Victoria se aferró a él con la fuerza de la desesperación.
—Perdóname, querido, perdóname. Todo lo que he dicho es una estupidez. No me hagas caso. Lo único que ocurre es que me gustaría que todo hubiera pasado ya, estar contigo en otra parte, verte todos los días. En el fondo estoy aterrorizada de que algo se tuerza.
—Quizá también te asusta perder la vida que has llevado hasta ahora.
—No es eso, tengo miedo de enfrentarme a lo que viene, de hacer daño. Será muy duro decirle a Ramón: «Ya no te quiero.»
—Si él no se ha dado cuenta de eso ya, es que algo no anda bien.
—Supongo que no, pero aun así...
—Después, cuando ya haya pasado todo, iremos analizando qué es lo que funcionaba mal. Nos explicaremos los fallos a nosotros mismos. Ahora no es el momento de pensar.
—¿Y a ellos, cómo se lo explicaremos a ellos?
—Ni siquiera será necesario. Por desgracia, en cuanto oigan que nos hemos enamorado de otra persona sobrarán los análisis.
—Me da miedo oírte hablar así. ¿De verdad no te has planteado cómo reaccionará Paula?
—Puede reaccionar de cualquier modo, con ella nunca se sabe.
—Al menos Ramón es una persona más... convencional.
—¿Y cómo reacciona un hombre convencional cuando su mujer le dice que se larga con otro?
—Calla, por favor. Santiago, ¿crees que hacemos bien?
—¿Según la ley de quién?
—Déjalo, hablar de todo esto me está poniendo nerviosa.
—Si quieres, en vez de quedarnos en la habitación, podemos salir a dar una vuelta.
—Sería estupendo, pero ¿y si nos ven?
—Caminaremos por en medio del campo.
—Bien. No creo que hoy pudiera hacer el amor.

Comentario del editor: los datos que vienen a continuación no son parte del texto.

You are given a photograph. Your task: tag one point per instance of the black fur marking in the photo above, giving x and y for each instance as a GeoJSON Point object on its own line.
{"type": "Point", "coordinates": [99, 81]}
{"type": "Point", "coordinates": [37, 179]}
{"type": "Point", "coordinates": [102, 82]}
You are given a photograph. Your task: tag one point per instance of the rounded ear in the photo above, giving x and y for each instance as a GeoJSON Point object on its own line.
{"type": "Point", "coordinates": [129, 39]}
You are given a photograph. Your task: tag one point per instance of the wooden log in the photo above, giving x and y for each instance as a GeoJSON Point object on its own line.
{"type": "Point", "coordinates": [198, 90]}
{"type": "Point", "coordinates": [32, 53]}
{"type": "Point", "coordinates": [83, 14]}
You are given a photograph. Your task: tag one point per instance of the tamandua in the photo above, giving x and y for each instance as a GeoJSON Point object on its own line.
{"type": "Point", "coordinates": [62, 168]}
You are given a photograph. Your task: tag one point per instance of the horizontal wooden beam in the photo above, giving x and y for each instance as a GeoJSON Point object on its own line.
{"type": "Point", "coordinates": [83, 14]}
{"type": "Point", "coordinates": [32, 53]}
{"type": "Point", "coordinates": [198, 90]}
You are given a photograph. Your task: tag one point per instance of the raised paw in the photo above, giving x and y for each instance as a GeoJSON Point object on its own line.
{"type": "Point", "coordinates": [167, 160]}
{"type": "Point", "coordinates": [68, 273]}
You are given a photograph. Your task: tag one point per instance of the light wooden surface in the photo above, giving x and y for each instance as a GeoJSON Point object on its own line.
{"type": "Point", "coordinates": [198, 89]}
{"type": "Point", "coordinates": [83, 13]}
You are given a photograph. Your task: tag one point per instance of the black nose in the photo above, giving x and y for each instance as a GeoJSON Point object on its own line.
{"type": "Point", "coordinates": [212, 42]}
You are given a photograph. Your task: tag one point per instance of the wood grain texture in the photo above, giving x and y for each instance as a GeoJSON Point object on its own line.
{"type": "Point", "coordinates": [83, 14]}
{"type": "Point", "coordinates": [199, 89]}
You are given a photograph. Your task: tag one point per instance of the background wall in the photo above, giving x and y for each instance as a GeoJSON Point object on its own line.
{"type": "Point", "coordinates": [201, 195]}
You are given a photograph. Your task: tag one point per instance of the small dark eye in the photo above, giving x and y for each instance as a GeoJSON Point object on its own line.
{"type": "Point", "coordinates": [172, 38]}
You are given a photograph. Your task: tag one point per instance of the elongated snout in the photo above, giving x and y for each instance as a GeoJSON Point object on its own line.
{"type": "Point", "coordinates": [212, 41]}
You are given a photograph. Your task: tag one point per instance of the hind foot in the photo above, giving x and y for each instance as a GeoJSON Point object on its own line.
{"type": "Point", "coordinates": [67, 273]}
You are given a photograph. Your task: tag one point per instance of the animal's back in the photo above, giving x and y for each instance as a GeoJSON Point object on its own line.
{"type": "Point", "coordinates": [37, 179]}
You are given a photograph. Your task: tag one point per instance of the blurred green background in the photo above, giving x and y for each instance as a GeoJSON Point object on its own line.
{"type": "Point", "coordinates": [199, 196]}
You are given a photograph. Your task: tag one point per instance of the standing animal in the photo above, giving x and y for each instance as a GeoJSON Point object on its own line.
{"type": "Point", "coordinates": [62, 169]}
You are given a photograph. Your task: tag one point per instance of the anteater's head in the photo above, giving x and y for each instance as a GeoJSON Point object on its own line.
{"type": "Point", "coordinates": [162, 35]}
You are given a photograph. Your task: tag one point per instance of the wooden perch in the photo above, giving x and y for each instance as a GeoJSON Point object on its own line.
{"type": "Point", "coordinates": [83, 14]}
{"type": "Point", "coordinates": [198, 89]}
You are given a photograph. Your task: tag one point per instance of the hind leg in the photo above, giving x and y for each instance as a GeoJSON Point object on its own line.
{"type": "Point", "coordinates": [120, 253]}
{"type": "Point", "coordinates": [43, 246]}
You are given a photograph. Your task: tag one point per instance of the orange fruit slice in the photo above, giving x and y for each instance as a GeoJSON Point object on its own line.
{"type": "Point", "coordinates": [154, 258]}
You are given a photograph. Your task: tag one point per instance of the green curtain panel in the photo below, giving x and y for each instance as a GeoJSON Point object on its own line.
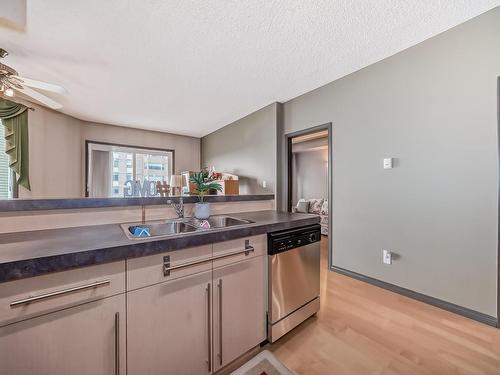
{"type": "Point", "coordinates": [14, 117]}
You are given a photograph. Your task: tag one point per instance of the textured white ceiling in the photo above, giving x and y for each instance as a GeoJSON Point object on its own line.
{"type": "Point", "coordinates": [190, 67]}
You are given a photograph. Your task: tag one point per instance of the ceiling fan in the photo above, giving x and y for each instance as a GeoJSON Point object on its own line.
{"type": "Point", "coordinates": [10, 82]}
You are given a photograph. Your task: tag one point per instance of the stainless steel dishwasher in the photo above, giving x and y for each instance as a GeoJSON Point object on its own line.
{"type": "Point", "coordinates": [294, 266]}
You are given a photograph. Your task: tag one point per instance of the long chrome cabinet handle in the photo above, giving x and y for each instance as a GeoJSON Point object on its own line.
{"type": "Point", "coordinates": [219, 285]}
{"type": "Point", "coordinates": [209, 326]}
{"type": "Point", "coordinates": [28, 300]}
{"type": "Point", "coordinates": [117, 343]}
{"type": "Point", "coordinates": [247, 250]}
{"type": "Point", "coordinates": [167, 269]}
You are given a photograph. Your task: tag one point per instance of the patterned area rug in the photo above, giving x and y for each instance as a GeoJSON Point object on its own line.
{"type": "Point", "coordinates": [263, 363]}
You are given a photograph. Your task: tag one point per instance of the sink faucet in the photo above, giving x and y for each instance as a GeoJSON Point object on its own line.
{"type": "Point", "coordinates": [179, 207]}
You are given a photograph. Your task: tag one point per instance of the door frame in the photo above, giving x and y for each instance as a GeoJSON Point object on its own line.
{"type": "Point", "coordinates": [288, 139]}
{"type": "Point", "coordinates": [498, 198]}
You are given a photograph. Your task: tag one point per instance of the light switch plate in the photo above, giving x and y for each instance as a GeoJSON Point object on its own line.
{"type": "Point", "coordinates": [388, 163]}
{"type": "Point", "coordinates": [386, 256]}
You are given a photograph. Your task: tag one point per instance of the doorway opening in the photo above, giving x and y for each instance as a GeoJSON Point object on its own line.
{"type": "Point", "coordinates": [309, 170]}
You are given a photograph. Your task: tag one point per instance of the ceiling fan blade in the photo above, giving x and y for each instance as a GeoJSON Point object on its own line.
{"type": "Point", "coordinates": [45, 100]}
{"type": "Point", "coordinates": [41, 85]}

Anduvieron en silencio. Hacía calor, pero un calor seco, casi reconfortante. Santiago se protegía con gafas de sol. Ella no pudo verle los ojos cuando dijo:
—No se trata de que no quiera hablar de mi relación con Paula. Podemos hablar si quieres, pero no serviría de mucho. Estoy preparándome para olvidarla por completo, para sacarla de mi vida.
—¿Lo conseguirás?
—Ya he empezado a olvidarme de ella. ¿Y tú?
—No lo sé, olvidarme de Ramón por completo...
—No te pido que lo hagas, pero quiero que no te extrañes si lo hago yo. Cada uno tiene un modo distinto de funcionar en la vida.
—Ya, pero...
—Si en este momento los dos lleváramos el pasaporte en el bolsillo, te pediría que nos fugáramos.
—¿Sin decir nada a nadie?
—Ya lo diríamos después. Sería estupendo romper con todo ahora, largarnos sin explicaciones, sin planear el futuro...
—Eso es justo lo que dijiste que no deberíamos hacer.
—¿Y si hubiera cambiado de opinión? Lo malo es que no llevamos el pasaporte. ¿O tú sí lo llevas?
Lo miró sin saber si estaba hablando en serio. Levantó las cejas con sorpresa.
—Cada vez me da más miedo oírte hablar.